Job interviews are incredibly ineffective; you don’t know what someone’s made of until you’ve put them through their paces. And if you caught someone early that you like they might still be available (or perhaps easily poachable) when you come calling.

Unfortunately this year we literally ran out of space in our office so had to suspend the program. It will begin again.

“Intelligence” = Negativity

One quick aside.  Last year, the more bearish you were on Under Armour, the better a team scored.  But guess what?  Under Armor rose 15% in the last 7+ months — the team that finished last had the result that was the best, and the winner did the worst.  I know many of my readers don’t like Jim Cramer, but one thing that he said shines through here: “The bear case always sounds more intelligent.”  The same is true in the biases of judges for academic competitions.
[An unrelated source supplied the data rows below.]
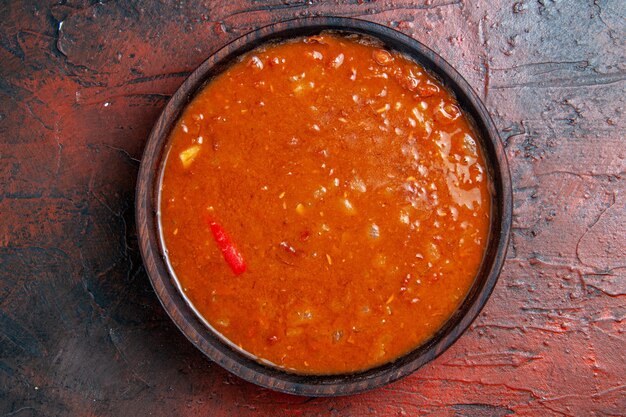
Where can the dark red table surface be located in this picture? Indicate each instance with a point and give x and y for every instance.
(81, 330)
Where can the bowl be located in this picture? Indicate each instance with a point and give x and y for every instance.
(181, 313)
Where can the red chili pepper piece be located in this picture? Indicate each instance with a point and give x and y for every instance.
(230, 253)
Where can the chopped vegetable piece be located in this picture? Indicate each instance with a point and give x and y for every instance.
(231, 255)
(188, 155)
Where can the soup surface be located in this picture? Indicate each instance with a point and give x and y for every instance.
(324, 204)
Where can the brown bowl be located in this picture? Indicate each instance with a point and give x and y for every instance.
(148, 189)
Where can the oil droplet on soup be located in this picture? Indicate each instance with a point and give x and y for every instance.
(325, 204)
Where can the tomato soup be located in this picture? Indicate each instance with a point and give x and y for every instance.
(324, 204)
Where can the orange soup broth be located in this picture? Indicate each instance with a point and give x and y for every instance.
(351, 185)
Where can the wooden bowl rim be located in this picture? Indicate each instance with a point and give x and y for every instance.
(321, 385)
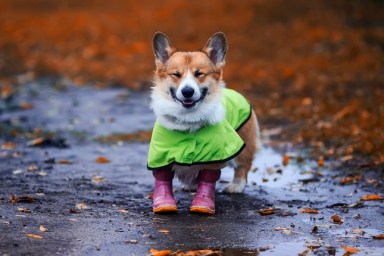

That’s David Merkel. I remember a professor at university who said that an MBA gives you a thousand reasons to say “no” to something but no ways of saying “yes”. We systematically overestimate the intelligence of two kinds of people: the articulate and the negative.

But trashing an idea is the easy way out. Being a smart booster is the most difficult job on earth. And the most lucrative.

Two Lessons From Iron Mike

Mike Tyson is my favorite boxer. Obviously this has something to do with his in-ring feats, sure, but everything that’s interesting about him comes from his mind. He has one of the most interesting and powerful minds on earth. Seriously.

All the more so because he agrees with one of my more ridiculous beliefs: there’s no such thing as the good ol’ days. Everything’s better today:

“They would be tough for anybody to fight. I know people hate to believe this but they’re tough for anybody. Sometimes we don’t want to believe it. We’re stuck on apple pie in our era. We like Chuck Berry; we like Elvis Presley. People get better as men from the cavemen to now. We are supposed to get better. From the 80s to now we’ve got better. We’ve got more technology, more people are made, we get more money, the world is bigger, and we become better. So these guys would be difficult to beat for anybody who came before them.”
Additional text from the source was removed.